Lucia smirks and turns off the gas stove. She puts down the spoon she was holding and takes me by the hand to the bedroom. It feels final, like this is the ending of whatever we began here. Once the door closes behind me Lucia throws herself at me, wrapping herself around me. Holding on for dear life as I lift her up and carry her to the bed.

We make love, this is not like every other time we can’t keep our hands to ourselves. It’s quiet, and only our bodies talk, we touch and kiss. I commit every part of her to memory, even if it is only going to be a few days, I want to have her in my mind. My hands trace all her curves, and I draw every moan from her so I can save the sound clip for when I miss her.

It is not fast, or frenzied, this is slow. Each movement we make is an unspoken ‘I love you’. It is words we cannot say. It’s goodbye, it’s the beginning of the end of something — I can’t explain what I feel. Just that this, this lovemaking changes things. When Lucia looks into my eyes, I desperately want to stay and cling to her, to save whatever is breaking between us right now.

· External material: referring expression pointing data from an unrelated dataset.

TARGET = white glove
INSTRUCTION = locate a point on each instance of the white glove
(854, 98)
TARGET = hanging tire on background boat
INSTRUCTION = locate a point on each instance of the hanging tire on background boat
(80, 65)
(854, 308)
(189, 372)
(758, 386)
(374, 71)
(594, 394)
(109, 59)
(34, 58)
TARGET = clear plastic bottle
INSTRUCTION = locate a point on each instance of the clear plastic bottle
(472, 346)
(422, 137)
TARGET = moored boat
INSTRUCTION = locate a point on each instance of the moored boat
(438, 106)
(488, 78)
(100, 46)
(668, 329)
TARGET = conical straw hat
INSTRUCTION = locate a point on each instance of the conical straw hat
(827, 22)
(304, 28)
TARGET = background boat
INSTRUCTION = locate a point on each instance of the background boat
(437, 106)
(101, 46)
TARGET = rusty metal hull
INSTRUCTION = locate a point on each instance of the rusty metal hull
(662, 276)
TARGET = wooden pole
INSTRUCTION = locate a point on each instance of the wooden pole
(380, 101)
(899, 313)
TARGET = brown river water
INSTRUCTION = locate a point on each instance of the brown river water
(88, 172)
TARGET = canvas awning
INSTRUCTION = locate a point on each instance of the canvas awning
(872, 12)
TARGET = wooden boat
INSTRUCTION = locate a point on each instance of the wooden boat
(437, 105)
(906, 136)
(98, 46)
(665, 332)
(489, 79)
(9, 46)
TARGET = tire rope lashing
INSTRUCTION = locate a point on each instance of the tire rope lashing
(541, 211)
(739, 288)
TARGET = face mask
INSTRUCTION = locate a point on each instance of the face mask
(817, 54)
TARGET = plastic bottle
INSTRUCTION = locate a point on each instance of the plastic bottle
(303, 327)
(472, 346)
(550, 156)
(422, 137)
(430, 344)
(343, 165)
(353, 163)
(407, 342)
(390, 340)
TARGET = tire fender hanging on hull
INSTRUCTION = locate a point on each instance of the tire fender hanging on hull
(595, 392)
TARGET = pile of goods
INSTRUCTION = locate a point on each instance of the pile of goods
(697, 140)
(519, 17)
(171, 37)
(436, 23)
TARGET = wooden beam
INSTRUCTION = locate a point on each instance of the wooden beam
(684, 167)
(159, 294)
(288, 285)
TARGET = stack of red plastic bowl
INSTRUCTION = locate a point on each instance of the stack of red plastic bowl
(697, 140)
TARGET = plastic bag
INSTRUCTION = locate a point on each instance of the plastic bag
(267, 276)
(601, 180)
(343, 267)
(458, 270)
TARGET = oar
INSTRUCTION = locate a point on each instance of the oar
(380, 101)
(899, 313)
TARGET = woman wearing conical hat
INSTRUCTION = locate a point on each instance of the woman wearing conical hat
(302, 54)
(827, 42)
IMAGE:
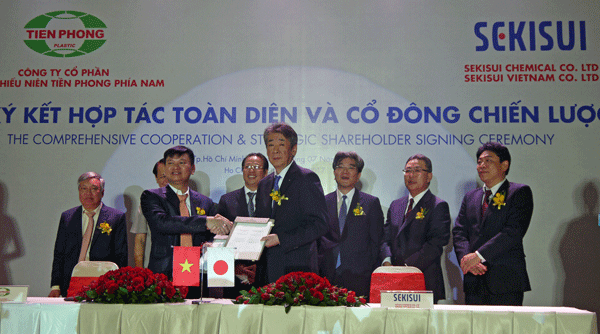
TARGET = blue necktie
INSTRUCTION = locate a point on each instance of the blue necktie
(342, 220)
(276, 188)
(276, 185)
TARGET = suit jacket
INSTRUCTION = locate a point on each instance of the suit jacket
(299, 222)
(498, 237)
(161, 209)
(233, 204)
(358, 244)
(419, 242)
(104, 247)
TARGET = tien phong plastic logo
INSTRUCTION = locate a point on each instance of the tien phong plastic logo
(65, 34)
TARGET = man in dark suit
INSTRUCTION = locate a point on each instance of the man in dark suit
(89, 232)
(418, 227)
(241, 202)
(236, 203)
(488, 233)
(177, 215)
(349, 252)
(294, 198)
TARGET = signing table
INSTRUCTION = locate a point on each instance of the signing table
(48, 315)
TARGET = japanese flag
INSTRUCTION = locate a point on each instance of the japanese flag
(220, 266)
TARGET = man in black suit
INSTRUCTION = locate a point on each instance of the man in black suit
(178, 215)
(241, 202)
(349, 252)
(418, 226)
(489, 230)
(105, 240)
(294, 198)
(236, 203)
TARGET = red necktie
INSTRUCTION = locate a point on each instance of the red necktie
(186, 238)
(87, 236)
(486, 202)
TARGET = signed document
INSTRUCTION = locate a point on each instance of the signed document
(245, 237)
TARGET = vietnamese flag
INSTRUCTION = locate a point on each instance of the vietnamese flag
(186, 266)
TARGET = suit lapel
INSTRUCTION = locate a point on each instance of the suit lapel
(102, 217)
(242, 204)
(195, 204)
(332, 207)
(350, 216)
(173, 199)
(290, 176)
(489, 211)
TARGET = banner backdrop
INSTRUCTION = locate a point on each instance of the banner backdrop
(107, 87)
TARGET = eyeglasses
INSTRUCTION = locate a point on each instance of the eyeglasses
(93, 189)
(416, 170)
(251, 167)
(348, 168)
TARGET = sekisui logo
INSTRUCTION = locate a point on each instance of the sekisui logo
(65, 34)
(531, 36)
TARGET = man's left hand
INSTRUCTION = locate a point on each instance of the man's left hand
(468, 262)
(270, 240)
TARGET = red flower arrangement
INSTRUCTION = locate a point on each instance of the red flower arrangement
(300, 288)
(130, 285)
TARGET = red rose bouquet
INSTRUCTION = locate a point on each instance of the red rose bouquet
(300, 288)
(130, 285)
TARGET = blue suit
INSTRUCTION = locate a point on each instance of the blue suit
(161, 209)
(419, 242)
(104, 247)
(498, 237)
(358, 244)
(299, 222)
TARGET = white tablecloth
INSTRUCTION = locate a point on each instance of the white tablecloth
(48, 315)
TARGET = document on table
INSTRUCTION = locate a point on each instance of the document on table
(246, 234)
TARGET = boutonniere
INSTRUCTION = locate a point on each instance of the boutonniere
(421, 214)
(499, 199)
(105, 227)
(358, 211)
(277, 196)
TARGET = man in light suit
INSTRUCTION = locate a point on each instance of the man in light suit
(489, 230)
(107, 242)
(418, 226)
(293, 196)
(163, 209)
(349, 252)
(241, 202)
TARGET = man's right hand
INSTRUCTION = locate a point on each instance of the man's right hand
(218, 225)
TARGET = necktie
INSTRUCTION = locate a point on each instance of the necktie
(409, 209)
(276, 185)
(251, 204)
(186, 238)
(342, 220)
(486, 202)
(87, 236)
(275, 188)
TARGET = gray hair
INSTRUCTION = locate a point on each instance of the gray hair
(91, 175)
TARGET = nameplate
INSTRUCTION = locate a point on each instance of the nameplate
(406, 299)
(13, 293)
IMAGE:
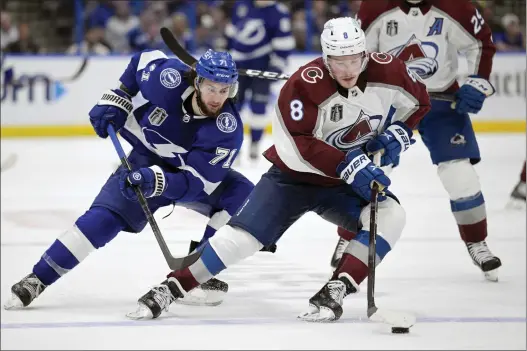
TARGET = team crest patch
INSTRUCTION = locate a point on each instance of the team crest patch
(170, 78)
(157, 116)
(226, 122)
(336, 113)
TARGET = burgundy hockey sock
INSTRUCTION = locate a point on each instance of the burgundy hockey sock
(185, 278)
(346, 234)
(353, 266)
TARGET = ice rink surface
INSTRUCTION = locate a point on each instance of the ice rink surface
(429, 272)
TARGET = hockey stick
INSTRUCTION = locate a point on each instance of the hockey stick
(9, 162)
(174, 263)
(189, 60)
(400, 321)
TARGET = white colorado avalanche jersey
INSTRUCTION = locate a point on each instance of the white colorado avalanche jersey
(428, 36)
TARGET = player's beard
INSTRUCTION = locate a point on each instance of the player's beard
(203, 107)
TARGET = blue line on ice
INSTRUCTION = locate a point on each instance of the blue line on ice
(171, 321)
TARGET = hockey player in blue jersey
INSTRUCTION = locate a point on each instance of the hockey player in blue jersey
(258, 37)
(185, 132)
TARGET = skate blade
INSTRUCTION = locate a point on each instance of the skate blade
(315, 315)
(492, 276)
(142, 312)
(14, 303)
(200, 297)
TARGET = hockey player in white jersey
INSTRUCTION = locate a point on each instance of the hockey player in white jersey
(330, 115)
(428, 34)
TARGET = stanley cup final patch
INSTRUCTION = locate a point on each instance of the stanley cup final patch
(170, 78)
(226, 122)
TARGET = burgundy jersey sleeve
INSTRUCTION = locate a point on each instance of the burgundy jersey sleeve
(398, 86)
(295, 129)
(470, 34)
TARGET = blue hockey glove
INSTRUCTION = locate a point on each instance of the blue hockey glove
(395, 139)
(358, 171)
(114, 107)
(472, 94)
(151, 181)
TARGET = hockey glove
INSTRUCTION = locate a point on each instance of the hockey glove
(114, 107)
(395, 139)
(472, 94)
(151, 181)
(358, 171)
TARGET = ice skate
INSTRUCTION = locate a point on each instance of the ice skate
(157, 300)
(24, 292)
(484, 259)
(326, 305)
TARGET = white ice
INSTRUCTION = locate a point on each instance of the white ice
(428, 273)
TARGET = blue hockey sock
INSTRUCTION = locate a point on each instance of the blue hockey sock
(91, 231)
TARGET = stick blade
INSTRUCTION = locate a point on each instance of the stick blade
(183, 262)
(393, 318)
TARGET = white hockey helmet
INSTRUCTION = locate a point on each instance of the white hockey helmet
(342, 36)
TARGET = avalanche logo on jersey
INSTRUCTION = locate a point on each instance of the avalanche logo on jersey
(420, 56)
(161, 145)
(349, 137)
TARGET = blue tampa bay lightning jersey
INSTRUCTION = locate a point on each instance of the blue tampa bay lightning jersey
(196, 150)
(260, 37)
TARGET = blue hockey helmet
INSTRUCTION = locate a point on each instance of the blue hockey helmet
(218, 67)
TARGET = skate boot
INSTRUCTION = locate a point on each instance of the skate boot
(254, 151)
(339, 251)
(326, 305)
(24, 292)
(484, 259)
(210, 293)
(157, 300)
(517, 198)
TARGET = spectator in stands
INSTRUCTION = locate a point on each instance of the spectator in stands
(146, 35)
(101, 14)
(511, 39)
(92, 44)
(179, 27)
(25, 43)
(9, 32)
(118, 27)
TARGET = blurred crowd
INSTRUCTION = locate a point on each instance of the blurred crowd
(123, 27)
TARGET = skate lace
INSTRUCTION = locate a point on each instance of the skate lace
(341, 246)
(163, 296)
(480, 252)
(337, 290)
(34, 286)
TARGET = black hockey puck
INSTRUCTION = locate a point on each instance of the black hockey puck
(400, 330)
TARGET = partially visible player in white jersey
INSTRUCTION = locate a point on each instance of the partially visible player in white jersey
(331, 115)
(428, 35)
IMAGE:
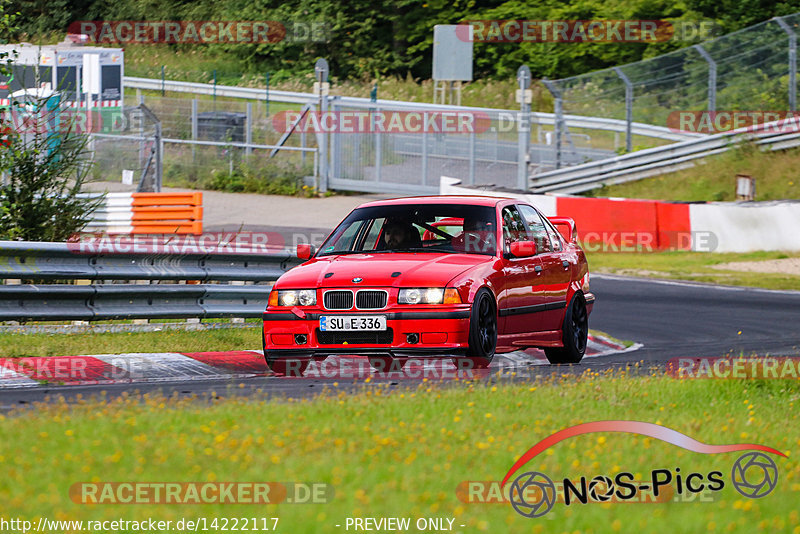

“Don’t say goodbye, just go,” she says rolling away from me, “I hate goodbyes, please.” She’s crying, and I don’t know what to do. I get dressed in silence while she lies curled up on the bed not looking at me. This is wrong, I shouldn’t be leaving them here, but I have no other choice.

“Lucia.” I sit down next to her, on the edge of the bed. Moving her hair so I can see her puffy red eyes. I lean down and kiss her cheek. “I will see you soon,” I whisper in her ear, and she squeezes her eyes closed tight. It’s getting late, I need to leave, as much as it hurts.

I look back at her once before I go, hoping I am not making a giant mistake.

CHAPTER19

Lucia

The house is eerily quiet. Even though Sal doesn’t make noise, he’s like a ghost most days. Just the fact we are alone, I think has made me more aware of the silence. All I can hear is the crashing waves against the rocks, and the seagulls squawking outside. When Raul sleeps, I have no idea what to do with myself, and it has only been half a day since he left.

I’m not stupid, I know Sal would have stayed if he had a choice. But something about him going back to his ‘real’ life and leaving me here struck a nerve. I may love him, but I am still his prisoner, I am still the daughter of his enemy. I am and always will be his revenge, and me loving him only makes it sweeter.